Except, and this is where my question comes in... if I leave out those "add zero with carry" operations completely, the result still seems to be correct. In other words, there never seems to be a carry left after adding the last (ie. most-significant) digit of
z1.
Note that since
z1 is two digits longer than necessary, it's in practice already doing two "add zero with carry" operations. And, in fact, if I leave the most-significant digit of z1 out, it still gives the correct result. (If I leave the two most-significant digits out, then it sometimes gives an incorrect result, so at least one carry needs to be added.)
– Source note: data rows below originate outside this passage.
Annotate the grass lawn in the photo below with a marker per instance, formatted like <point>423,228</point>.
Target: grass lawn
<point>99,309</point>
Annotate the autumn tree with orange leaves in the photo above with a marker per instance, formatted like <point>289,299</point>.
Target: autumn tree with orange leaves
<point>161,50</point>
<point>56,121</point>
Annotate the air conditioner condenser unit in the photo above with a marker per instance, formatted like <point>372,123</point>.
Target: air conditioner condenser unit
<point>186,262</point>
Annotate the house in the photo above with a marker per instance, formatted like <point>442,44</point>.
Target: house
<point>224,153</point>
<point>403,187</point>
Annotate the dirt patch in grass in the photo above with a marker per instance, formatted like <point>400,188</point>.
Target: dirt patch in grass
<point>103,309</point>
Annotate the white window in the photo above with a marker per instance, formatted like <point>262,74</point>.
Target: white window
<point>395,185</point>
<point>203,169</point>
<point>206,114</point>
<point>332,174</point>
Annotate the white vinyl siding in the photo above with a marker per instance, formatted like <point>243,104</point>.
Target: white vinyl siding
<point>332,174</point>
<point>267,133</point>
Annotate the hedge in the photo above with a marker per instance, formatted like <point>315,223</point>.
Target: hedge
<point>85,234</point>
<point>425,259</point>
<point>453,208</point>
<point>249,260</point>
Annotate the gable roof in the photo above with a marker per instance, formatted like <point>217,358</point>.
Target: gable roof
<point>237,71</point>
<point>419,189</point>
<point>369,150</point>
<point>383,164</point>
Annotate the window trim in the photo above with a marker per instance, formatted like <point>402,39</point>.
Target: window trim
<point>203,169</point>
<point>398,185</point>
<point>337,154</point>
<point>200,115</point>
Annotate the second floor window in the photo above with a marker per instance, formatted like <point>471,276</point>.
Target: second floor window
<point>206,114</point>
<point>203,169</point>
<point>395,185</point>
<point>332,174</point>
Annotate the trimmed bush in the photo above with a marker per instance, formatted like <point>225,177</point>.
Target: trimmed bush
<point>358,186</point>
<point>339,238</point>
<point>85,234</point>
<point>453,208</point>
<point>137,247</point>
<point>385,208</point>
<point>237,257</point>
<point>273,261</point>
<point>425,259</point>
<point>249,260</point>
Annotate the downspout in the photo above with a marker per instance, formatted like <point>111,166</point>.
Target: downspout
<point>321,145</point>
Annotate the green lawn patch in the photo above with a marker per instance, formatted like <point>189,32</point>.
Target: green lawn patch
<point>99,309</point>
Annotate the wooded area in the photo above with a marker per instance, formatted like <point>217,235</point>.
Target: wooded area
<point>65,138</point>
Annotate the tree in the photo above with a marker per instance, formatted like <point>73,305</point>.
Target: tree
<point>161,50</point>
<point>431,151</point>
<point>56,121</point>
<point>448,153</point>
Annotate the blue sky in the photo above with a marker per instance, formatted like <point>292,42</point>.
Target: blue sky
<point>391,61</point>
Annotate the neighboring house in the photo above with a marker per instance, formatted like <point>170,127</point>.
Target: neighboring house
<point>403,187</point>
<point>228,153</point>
I have tested with tens of millions of random input values to multiply, and it always gives the correct result, without those extra "add zero with carry" operations. However, I have the hunch that this is just coincidence. I have the hunch that it's simply the case that the situations where more than one "add zero with carry" is needed are extraordinarily rare, but they exist, and that if you don't do it, then you would get an incorrect result in those cases.
I have tried to come up with input values that would cause an erroneous result, but I can't come up with anything. But it may just be my lack of figuring out how this works precisely.
So I would like to present a conjecture: When
z1 above (of a size that's two digits larger than
z0 and
z2) is added to the result, no more carries are left, with any input values.
I don't know how to prove that. Disproving the conjecture would be relatively simple, though: Two values that multiplied in this manner give the wrong result, if those "add zero with carry" operations are not done. (I would be very grateful if someone could provide me with such numbers. Even better, a pattern of such numbers, so that I can generate them for any sizes. This would be a great addition to my testing code.)